Valerian stand am Fenster und blickte nach draußen auf  die Grünfläche, die sich vor dem Palast erstreckte.

Kaum zu glauben, dass es erst einige Tage her war, seit er aus dem Palast entflohen war, um seinen Problemen zu entkommen. Und nun hatte sich alles fast wie von selbst gelöst. Zumindest beiahe alles. König Alaric drängte bereits vor der Hochzeit auf einen baldigen Erben.
 Valerian schmunzelte bei dem Gedanken, was Kayla wohl dazu sagen würde. Doch er war sich sicher, dass es nicht allzu lange dauern würde, bis ihr Wille gebrochen war und sie sich ihm fügen würde.
 Ein weißer Punkt störte das einheitliche Grün, das ihn zum Nachdenken verleitet hatte. Er kniff  die Augen zusammen und sah genauer hin. Der weiße Punkt entpuppte sich als Soltan, der Richtung Osten galoppierte.
 „Was zum…“
Doch wer war der Reiter, der dort auf seinem Rücken saß?

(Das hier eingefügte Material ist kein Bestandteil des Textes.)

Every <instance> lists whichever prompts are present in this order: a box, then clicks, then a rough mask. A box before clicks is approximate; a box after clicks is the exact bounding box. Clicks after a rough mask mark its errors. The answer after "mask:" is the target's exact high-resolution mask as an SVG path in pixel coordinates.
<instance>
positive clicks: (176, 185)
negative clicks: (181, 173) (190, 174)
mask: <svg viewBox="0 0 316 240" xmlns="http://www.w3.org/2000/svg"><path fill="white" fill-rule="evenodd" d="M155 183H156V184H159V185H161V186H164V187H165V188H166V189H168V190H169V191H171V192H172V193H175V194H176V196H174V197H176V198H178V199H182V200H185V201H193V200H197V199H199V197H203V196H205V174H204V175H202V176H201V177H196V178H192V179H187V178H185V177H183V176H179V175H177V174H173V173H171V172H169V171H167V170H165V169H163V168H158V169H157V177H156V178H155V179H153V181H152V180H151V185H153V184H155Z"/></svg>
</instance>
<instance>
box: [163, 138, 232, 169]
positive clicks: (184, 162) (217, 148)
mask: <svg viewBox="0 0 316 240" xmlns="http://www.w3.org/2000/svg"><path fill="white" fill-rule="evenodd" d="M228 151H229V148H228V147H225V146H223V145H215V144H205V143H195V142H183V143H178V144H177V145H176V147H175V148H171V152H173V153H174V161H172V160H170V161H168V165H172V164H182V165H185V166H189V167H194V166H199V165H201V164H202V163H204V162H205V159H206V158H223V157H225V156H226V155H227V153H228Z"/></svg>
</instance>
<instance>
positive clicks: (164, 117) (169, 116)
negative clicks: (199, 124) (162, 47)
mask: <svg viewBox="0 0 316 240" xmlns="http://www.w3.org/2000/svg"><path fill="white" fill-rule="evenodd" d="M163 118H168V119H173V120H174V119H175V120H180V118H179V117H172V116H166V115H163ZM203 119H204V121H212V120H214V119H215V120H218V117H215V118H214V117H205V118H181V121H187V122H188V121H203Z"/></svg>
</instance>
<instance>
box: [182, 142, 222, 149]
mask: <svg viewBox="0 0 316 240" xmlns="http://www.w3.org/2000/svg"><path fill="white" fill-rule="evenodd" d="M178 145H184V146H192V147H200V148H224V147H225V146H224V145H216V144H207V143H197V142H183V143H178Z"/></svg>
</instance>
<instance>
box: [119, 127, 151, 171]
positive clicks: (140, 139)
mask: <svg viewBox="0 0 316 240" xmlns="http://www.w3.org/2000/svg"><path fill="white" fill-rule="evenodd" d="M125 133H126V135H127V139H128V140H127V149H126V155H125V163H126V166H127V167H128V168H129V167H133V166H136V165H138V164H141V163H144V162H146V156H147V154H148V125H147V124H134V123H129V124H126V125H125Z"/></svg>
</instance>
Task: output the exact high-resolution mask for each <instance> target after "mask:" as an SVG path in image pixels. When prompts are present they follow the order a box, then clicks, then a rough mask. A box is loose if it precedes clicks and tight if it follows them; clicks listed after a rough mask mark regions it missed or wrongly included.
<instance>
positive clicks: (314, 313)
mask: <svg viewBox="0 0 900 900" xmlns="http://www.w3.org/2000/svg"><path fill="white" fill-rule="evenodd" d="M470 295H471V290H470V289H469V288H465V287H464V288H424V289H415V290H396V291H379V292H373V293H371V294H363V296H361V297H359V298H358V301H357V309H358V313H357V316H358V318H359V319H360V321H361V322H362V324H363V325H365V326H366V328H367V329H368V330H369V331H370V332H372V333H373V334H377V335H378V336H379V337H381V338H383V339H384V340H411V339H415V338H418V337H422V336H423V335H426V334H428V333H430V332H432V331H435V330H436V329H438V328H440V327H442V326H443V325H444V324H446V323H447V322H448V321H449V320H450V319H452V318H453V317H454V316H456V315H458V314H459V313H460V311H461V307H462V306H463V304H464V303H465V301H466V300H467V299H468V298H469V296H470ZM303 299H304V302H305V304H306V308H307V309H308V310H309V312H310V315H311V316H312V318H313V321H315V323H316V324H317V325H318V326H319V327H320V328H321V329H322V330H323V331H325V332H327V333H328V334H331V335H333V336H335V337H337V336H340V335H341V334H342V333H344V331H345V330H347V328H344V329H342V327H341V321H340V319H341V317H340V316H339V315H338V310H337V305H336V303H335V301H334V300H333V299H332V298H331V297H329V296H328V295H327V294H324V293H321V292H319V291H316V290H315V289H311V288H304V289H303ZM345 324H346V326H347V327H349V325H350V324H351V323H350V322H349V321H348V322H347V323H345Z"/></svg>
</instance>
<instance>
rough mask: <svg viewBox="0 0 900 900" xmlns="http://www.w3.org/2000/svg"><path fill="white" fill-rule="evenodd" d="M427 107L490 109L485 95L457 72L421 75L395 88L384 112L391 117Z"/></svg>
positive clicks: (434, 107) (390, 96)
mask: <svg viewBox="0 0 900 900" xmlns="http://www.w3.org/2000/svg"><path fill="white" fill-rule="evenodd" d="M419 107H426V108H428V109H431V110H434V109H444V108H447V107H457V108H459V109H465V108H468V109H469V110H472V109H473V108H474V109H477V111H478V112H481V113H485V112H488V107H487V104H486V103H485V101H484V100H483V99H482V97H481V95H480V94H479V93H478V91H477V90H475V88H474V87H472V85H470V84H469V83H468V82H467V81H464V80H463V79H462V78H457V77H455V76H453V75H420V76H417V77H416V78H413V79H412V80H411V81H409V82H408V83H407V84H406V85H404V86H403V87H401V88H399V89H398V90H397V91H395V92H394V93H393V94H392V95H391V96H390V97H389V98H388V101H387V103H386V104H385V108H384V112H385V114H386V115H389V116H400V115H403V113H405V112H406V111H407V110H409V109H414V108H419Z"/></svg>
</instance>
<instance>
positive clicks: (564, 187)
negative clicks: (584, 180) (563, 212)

 Die dünnen Beine, die in der engen Hose steckten, das viel zu große Hemd, dazu dieser alberne Hut, das konnte doch nur…
 „Ardan! Du Dieb machst dich mit meinem Pferd davon.“
 „Ähm, Hoheit?“
 Valerian drehte sich verärgert um. „Wer stört…“
 Weiter kam er nicht. Sein ungläubiger Blick fiel auf Ardan, der in einem langen Kleid steckte und kläglich dreinschaute.
 „Aber du warst doch gerade noch…“, murmelte Valerian und schaute wieder aus dem Fenster. Gerade noch rechtzeitig um zu sehen, wie der Hut vom Kopf des Reiters flog und lange, hellbraune Haare entblößte, die im Wind flatterten.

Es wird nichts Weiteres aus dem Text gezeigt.